Foods That Increase HRV | Improve HRV With Diet
This is a question we see often and there’s two answers. Short term vs. long term effects. In the short term, meaning after ingestion, there are NO FOODS or beverages that will increase your HRV. Digestion is a function of your autonomic nervous system and is technically a ‘stressor’ on your body. If your body is digesting anything, means your body’s at work. Lower HRV is not always a bad thing.
In the long-term is where diet can have a positive impact on your HRV. Highly processed foods, fried foods, etc., all have a significant, negative effect on your HRV. It doesn’t matter how healthy you are. It takes significant resources from your body to digest these foods. So if you eat poorly for a long period of time, you heart rate variability baseline will decrease.
The opposite happens when you eat healthy. With time, a healthy diet can increase your baseline HRV since your body is not exerting the same energy to digest a healthy diet. Think of it as build up sludge and oil in your car. It will cause your car to run poorly with added breakdowns in your engine and transmission. But there really is no guideline as to which foods increase HRV, that’s on you to discover. Change your diet and monitor HRV on a daily basis to see your morning readiness, evening HRV and post meal HRV.

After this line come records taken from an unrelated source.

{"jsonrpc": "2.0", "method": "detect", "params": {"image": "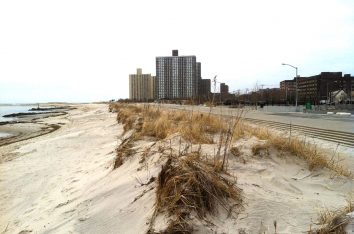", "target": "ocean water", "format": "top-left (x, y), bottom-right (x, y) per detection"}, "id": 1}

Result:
top-left (0, 105), bottom-right (35, 138)
top-left (0, 105), bottom-right (35, 122)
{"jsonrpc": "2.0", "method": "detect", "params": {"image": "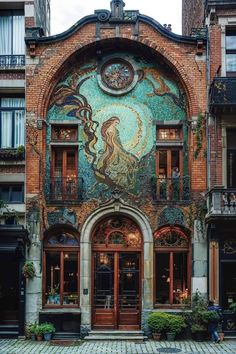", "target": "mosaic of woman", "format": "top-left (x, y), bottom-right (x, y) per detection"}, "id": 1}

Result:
top-left (96, 117), bottom-right (138, 188)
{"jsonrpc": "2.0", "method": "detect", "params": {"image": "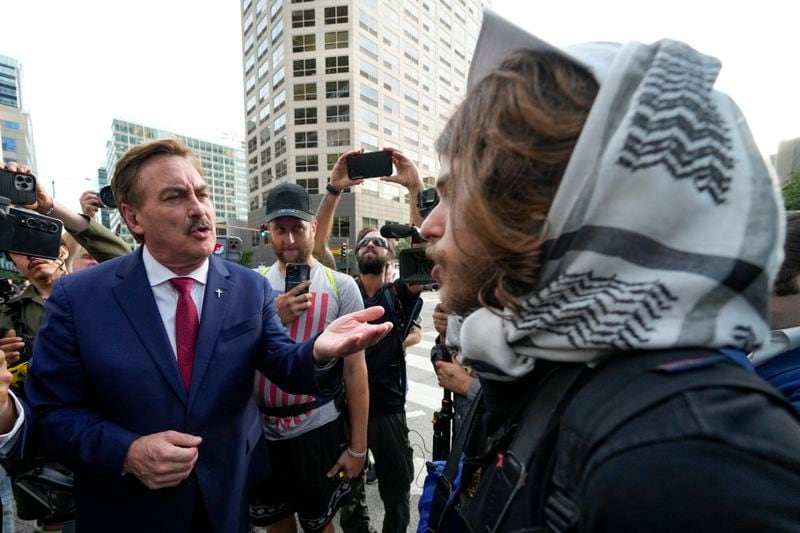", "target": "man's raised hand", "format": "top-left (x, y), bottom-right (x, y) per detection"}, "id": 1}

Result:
top-left (314, 305), bottom-right (392, 363)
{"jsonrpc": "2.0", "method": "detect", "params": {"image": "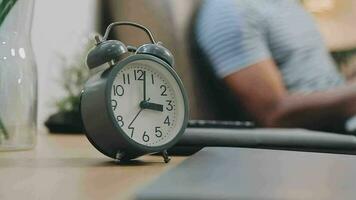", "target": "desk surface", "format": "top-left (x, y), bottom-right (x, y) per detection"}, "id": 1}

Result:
top-left (0, 133), bottom-right (185, 200)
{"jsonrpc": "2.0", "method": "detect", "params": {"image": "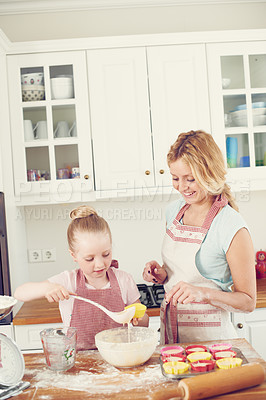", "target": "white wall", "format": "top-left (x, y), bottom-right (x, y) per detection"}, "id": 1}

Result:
top-left (25, 191), bottom-right (266, 283)
top-left (0, 1), bottom-right (266, 42)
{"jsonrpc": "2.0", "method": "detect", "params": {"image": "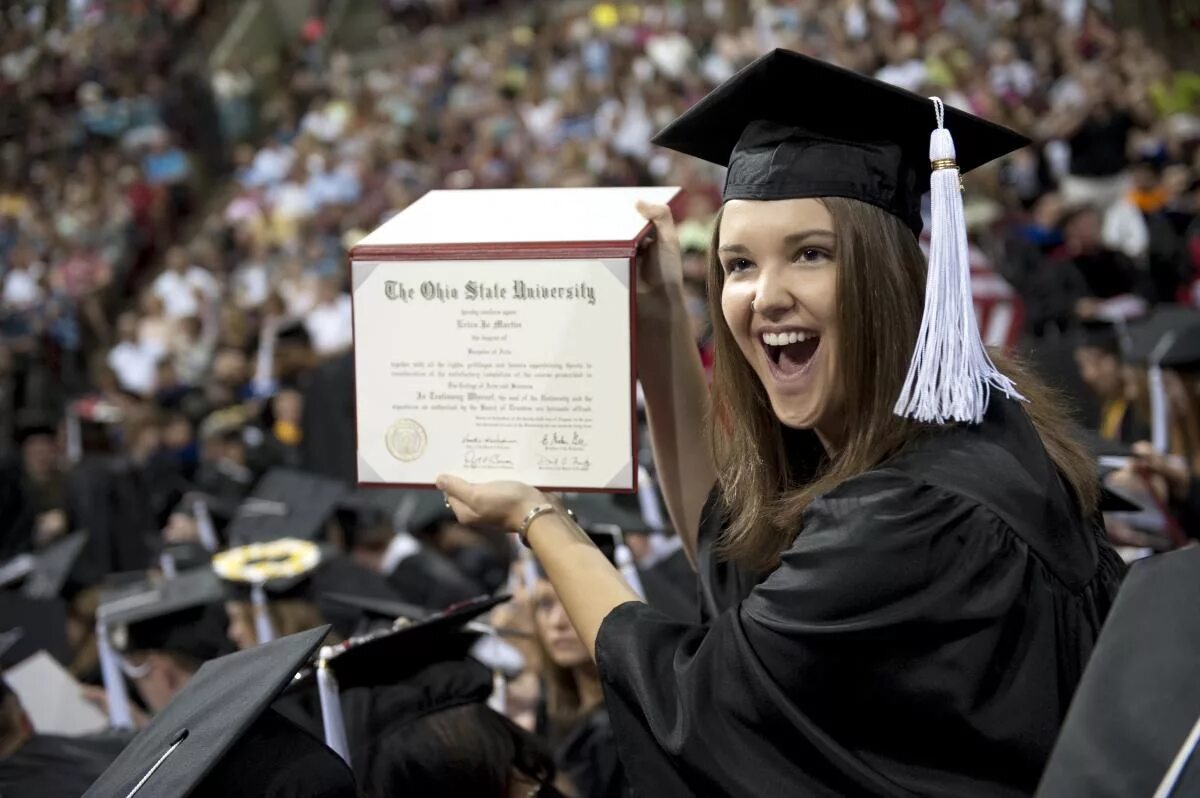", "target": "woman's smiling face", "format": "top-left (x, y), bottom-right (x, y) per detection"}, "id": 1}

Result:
top-left (718, 199), bottom-right (840, 437)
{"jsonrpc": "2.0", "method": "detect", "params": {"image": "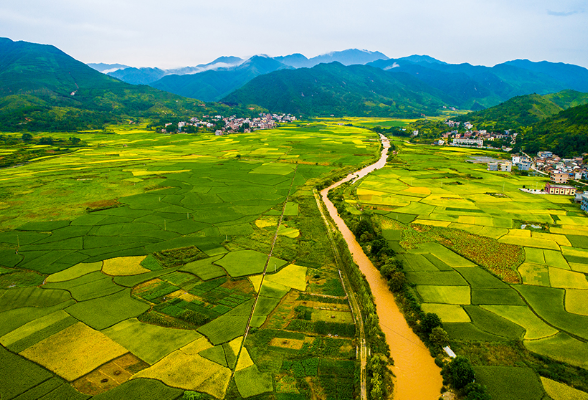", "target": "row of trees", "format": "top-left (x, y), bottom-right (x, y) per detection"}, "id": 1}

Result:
top-left (330, 174), bottom-right (490, 400)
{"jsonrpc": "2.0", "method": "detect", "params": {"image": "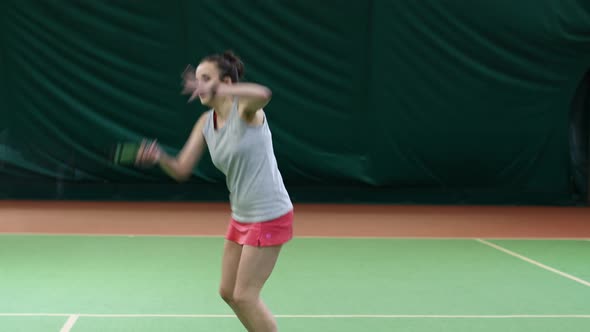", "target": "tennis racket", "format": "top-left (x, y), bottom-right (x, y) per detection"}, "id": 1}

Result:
top-left (110, 140), bottom-right (159, 167)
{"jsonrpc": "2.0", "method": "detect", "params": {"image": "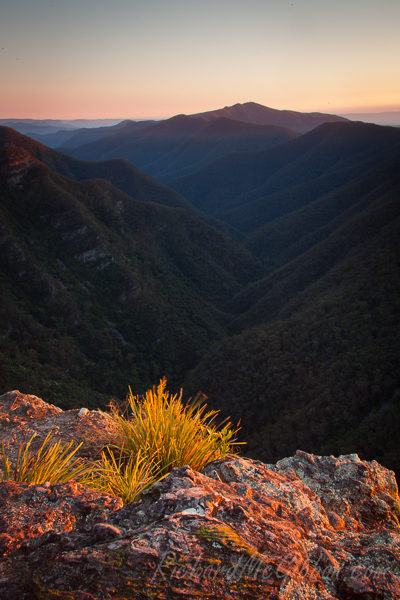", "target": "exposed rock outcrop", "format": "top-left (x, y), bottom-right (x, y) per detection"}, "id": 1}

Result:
top-left (0, 390), bottom-right (114, 460)
top-left (0, 392), bottom-right (400, 600)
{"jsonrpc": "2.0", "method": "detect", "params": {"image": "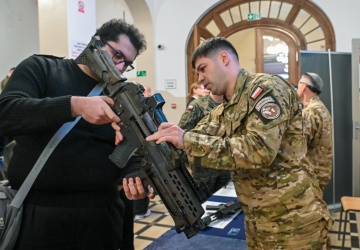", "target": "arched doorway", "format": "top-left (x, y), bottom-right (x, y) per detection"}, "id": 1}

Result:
top-left (187, 0), bottom-right (336, 89)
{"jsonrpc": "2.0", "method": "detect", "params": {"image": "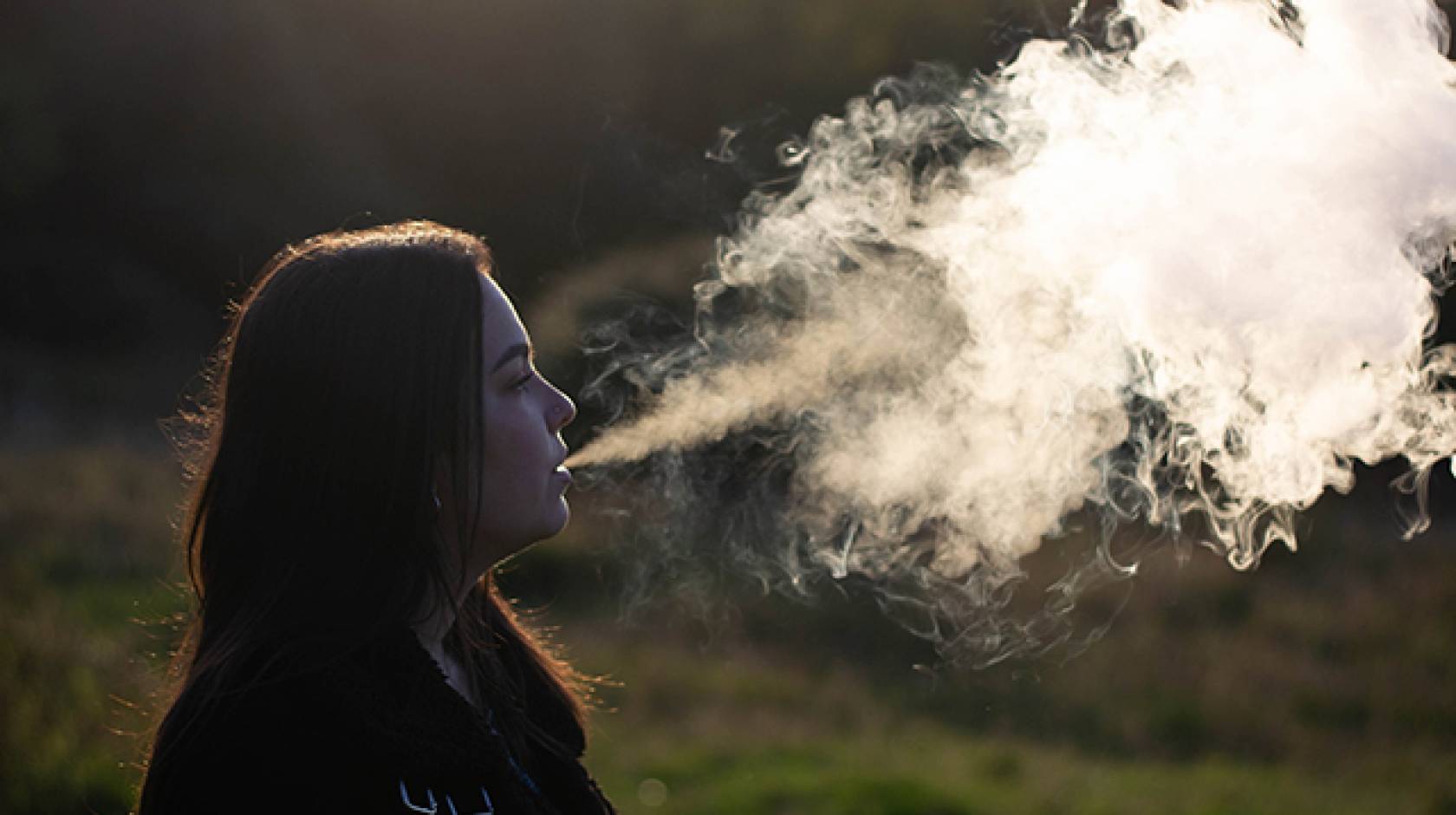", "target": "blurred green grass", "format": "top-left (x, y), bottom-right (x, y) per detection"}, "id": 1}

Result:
top-left (0, 442), bottom-right (1456, 815)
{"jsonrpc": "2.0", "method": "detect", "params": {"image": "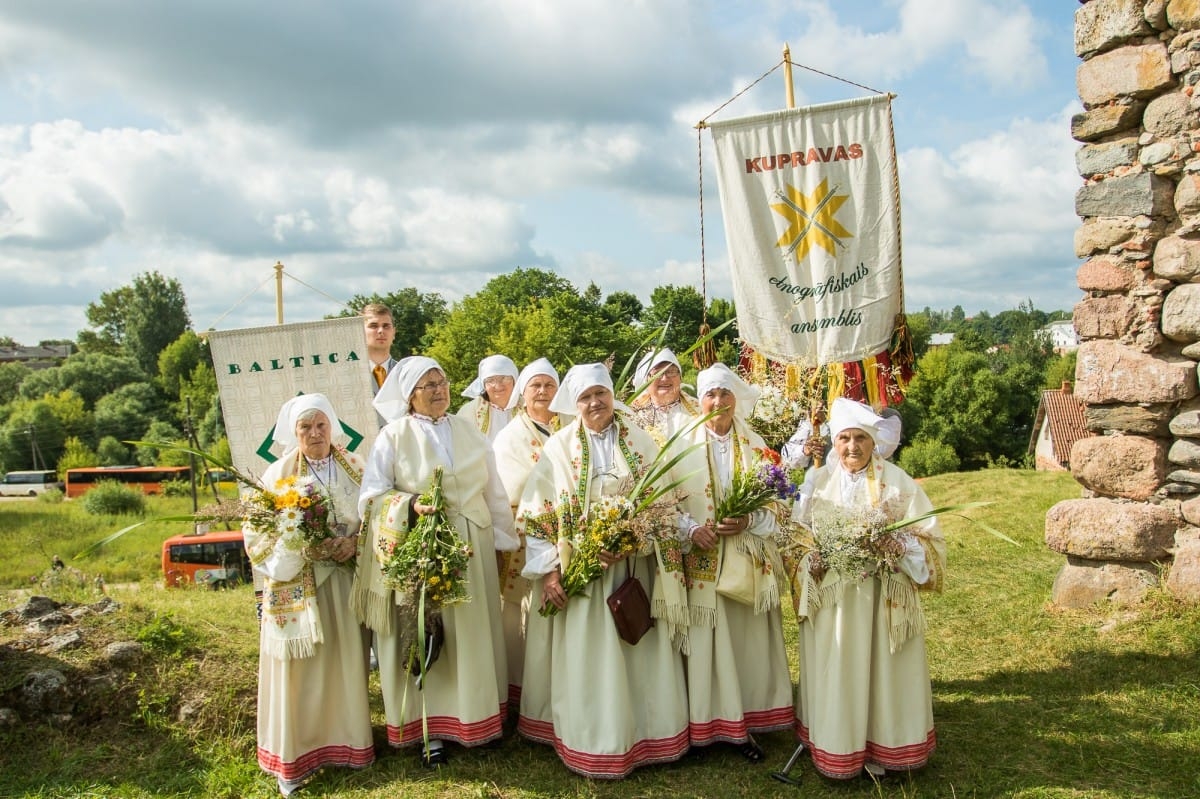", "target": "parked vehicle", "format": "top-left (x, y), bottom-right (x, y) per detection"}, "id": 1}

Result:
top-left (162, 530), bottom-right (251, 589)
top-left (0, 469), bottom-right (62, 497)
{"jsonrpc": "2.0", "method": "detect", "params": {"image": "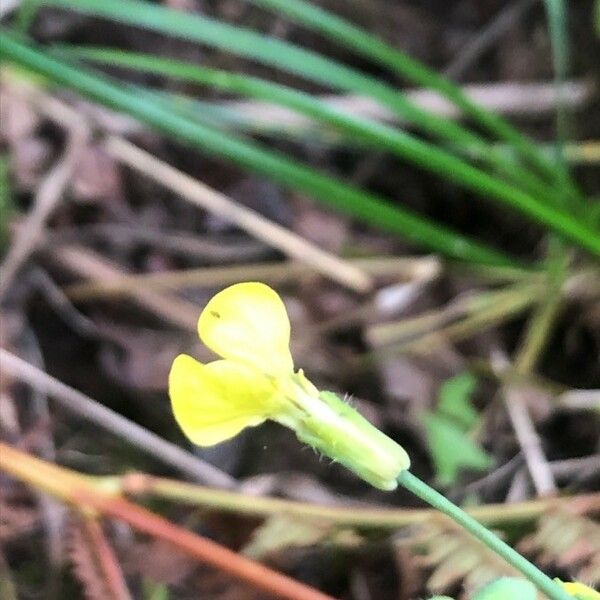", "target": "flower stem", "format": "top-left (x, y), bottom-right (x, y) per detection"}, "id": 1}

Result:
top-left (398, 471), bottom-right (573, 600)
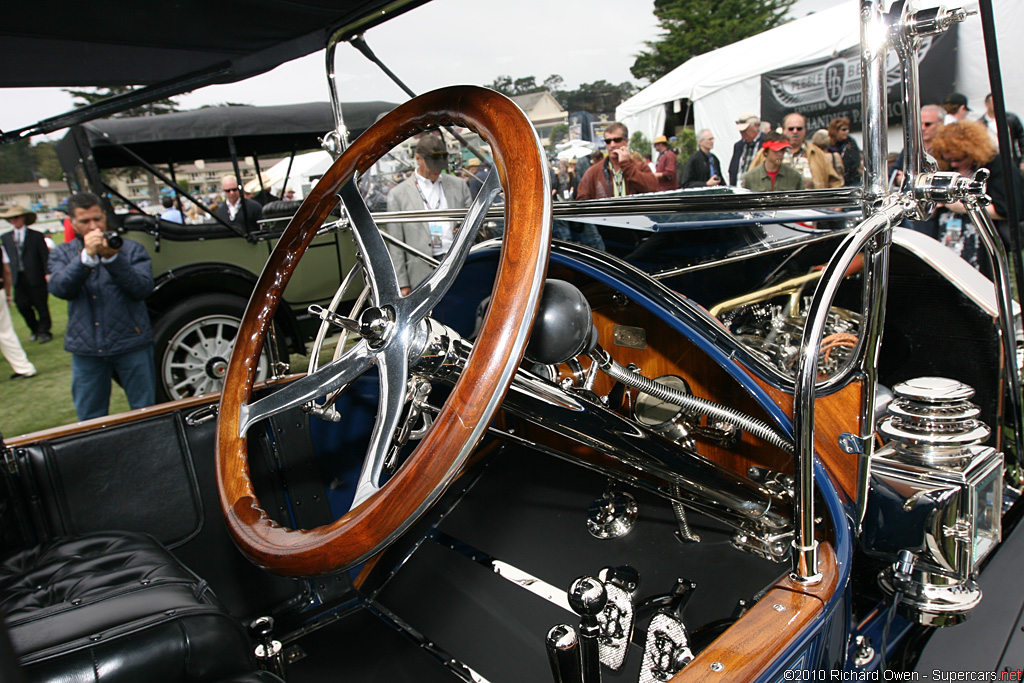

Another noteworthy item: When choosing a diet plan, people get hooked by pictures of models who are toned, tanned, and all that. But having a 6-pack doesn’t always correlate with a healthy body and heart. Just look at the Mr. Olympia contestants (bodybuilders). They have muscles on top of more muscles with a 4% body fat. But this doesn’t mean that internally, they are healthy. All of the “supplements” they take are doing significant damage and their heart is working like crazy, and it’s why there are many cases of heart problems as they age.
Optimize Your Life
This doesn’t mean you can’t get the desired look from these diets, of course you can. But with HRV you can optimize you diet and have your body running like Ferrari and not a 1980’s broken down Chevy. I know what diet is right for me, and you can know too.